Wireshark is great. Personally, I prefer tcpdump from the command line with my own scripts to extract specific results I am looking for. If you want to become dangerous with tcpdump, you should check out Daniel Miessler’s tutorial on the subject and start experimenting. That being said, my ideas of how to see what is actually going on in networks that I manage are constrained to my limited knowledge base, experience and imagination, and I am sure it is not terribly hard to outsmart me:
- is my LAMP server getting hit with SQL injection attacks?
- is there some (unknown to me) vulnerability to a package on my system that I am not aware of yet?
- is a device on my network compromised by some type of malware?
- is the NSA all up in my biz?
- am I getting port-scanned? If so, by whom?
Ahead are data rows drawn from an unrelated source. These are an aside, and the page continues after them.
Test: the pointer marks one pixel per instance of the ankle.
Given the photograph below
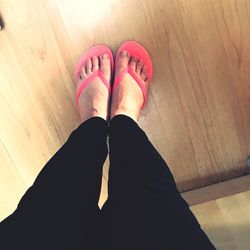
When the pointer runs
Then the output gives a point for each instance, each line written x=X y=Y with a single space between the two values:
x=121 y=111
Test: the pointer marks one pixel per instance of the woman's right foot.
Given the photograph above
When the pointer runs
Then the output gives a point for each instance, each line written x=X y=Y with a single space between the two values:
x=127 y=97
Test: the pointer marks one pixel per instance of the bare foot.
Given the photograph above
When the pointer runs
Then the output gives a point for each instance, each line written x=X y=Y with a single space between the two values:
x=127 y=97
x=94 y=99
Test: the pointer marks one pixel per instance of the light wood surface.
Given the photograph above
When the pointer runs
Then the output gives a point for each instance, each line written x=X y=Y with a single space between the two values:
x=198 y=112
x=217 y=190
x=226 y=221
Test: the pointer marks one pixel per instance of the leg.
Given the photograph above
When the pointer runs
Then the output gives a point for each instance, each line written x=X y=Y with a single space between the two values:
x=60 y=210
x=144 y=209
x=57 y=212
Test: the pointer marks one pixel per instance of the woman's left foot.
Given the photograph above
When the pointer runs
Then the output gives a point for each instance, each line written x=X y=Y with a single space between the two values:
x=94 y=99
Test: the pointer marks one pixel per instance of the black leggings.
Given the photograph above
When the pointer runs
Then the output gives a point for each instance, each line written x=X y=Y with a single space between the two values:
x=144 y=210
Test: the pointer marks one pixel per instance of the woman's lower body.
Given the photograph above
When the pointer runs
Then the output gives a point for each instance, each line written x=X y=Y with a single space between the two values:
x=144 y=209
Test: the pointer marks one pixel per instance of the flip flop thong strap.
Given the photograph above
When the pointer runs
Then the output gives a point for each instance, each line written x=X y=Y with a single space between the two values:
x=86 y=82
x=130 y=71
What are they looking for?
- is someone trying really hard with nmap scripts or other penetration tools to hack me?
- some kinds of attacks I can’t even fathom?
I’m pretty sure at this point, the answer to all of these questions is YES! Well, I want to know what the heck is going on, and even with decent tcpdump skills, I am not sure how to tell if, for instance, I am being hit with an OS detection scan or something like that. Snort is the perfect tool for problems like this.
Snort sniffer mode
Snort’s sniffer mode is pretty cool.
sudo snort -i enp1s0 -dev
This command will basically show every frame on the wire whether IPv4, IPv6, et. al, with the hex and ascii output to the console. Here is the output from this command:
If I just want to see frames moving on my LAN in this manner, snort is definitely not my tool of choice; tcpdump is. However, in sniffer mode, I can capture and log network traffic in binary (which is incredibly fast) and analyze it later. But, I want to be alerted about intrusions…..
Snort Network Intrusion Detection Mode
This is what I think makes snort special. I installed snort as an NIDS on a few machines in my lab by following this awesome turorial. I intend to attack my snort machines and post the results soon.